Researchers at the National Institute of Standards and Technology (NIST) have developed a new statistical tool that they have used to predict protein function. Not only could it help with the difficult job of altering proteins in practically useful ways, but it also works by methods that are fully interpretable — an advantage over the conventional artificial intelligence (AI) that has aided with protein engineering in the past.
The new tool, called LANTERN, could prove useful in work ranging from producing biofuels to improving crops to developing new disease treatments. Proteins, as building blocks of biology, are a key element in all these tasks. But while it is comparatively easy to make changes to the strand of DNA that serves as the blueprint for a given protein, it remains challenging to determine which specific base pairs — rungs on the DNA ladder — are the keys to producing a desired effect. Finding these keys has been the purview of AI built of deep neural networks (DNNs), which, though effective, are notoriously opaque to human understanding.

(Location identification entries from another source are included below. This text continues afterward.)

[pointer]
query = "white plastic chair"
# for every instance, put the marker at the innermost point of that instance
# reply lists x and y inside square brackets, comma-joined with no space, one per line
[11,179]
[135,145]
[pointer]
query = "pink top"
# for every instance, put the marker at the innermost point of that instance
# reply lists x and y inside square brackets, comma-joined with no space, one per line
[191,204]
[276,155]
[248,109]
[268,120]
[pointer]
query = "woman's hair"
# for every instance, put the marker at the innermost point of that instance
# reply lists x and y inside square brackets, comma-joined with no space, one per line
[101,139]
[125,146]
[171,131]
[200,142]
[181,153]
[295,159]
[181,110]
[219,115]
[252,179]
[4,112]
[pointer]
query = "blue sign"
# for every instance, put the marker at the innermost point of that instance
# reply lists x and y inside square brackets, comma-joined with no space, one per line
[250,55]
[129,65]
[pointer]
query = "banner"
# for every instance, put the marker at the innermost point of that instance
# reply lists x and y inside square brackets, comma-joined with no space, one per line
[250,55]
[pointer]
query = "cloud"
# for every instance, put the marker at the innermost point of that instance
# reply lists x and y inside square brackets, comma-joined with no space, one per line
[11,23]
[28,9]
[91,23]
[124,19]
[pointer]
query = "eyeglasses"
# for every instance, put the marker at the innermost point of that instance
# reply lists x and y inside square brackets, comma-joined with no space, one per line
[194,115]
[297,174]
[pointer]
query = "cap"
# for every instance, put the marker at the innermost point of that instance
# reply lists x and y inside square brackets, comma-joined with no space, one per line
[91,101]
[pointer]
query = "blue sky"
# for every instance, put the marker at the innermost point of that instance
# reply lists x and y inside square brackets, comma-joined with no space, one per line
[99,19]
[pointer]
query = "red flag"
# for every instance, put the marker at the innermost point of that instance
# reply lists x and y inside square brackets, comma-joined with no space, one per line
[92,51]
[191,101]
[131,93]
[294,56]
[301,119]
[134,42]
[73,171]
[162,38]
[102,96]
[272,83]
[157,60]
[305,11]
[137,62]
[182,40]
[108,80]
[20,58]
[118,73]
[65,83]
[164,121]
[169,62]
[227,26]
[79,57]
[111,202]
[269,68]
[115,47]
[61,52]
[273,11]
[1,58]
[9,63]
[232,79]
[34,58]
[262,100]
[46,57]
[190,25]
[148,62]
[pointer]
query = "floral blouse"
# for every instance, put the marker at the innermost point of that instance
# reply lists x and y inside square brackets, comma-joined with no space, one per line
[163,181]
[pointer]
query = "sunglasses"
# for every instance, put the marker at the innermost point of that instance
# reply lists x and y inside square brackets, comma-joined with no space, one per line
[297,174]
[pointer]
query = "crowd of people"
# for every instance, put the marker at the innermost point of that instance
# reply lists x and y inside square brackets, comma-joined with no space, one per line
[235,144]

Described in a new paper published in the Proceedings of the National Academy of Sciences, LANTERN shows the ability to predict the genetic edits needed to create useful differences in three different proteins. One is the spike-shaped protein from the surface of the SARS-CoV-2 virus that causes COVID-19; understanding how changes in the DNA can alter this spike protein might help epidemiologists predict the future of the pandemic. The other two are well-known lab workhorses: the LacI protein from the E. coli bacterium and the green fluorescent protein (GFP) used as a marker in biology experiments. Selecting these three subjects allowed the NIST team to show not only that their tool works, but also that its results are interpretable — an important characteristic for industry, which needs predictive methods that help with understanding of the underlying system.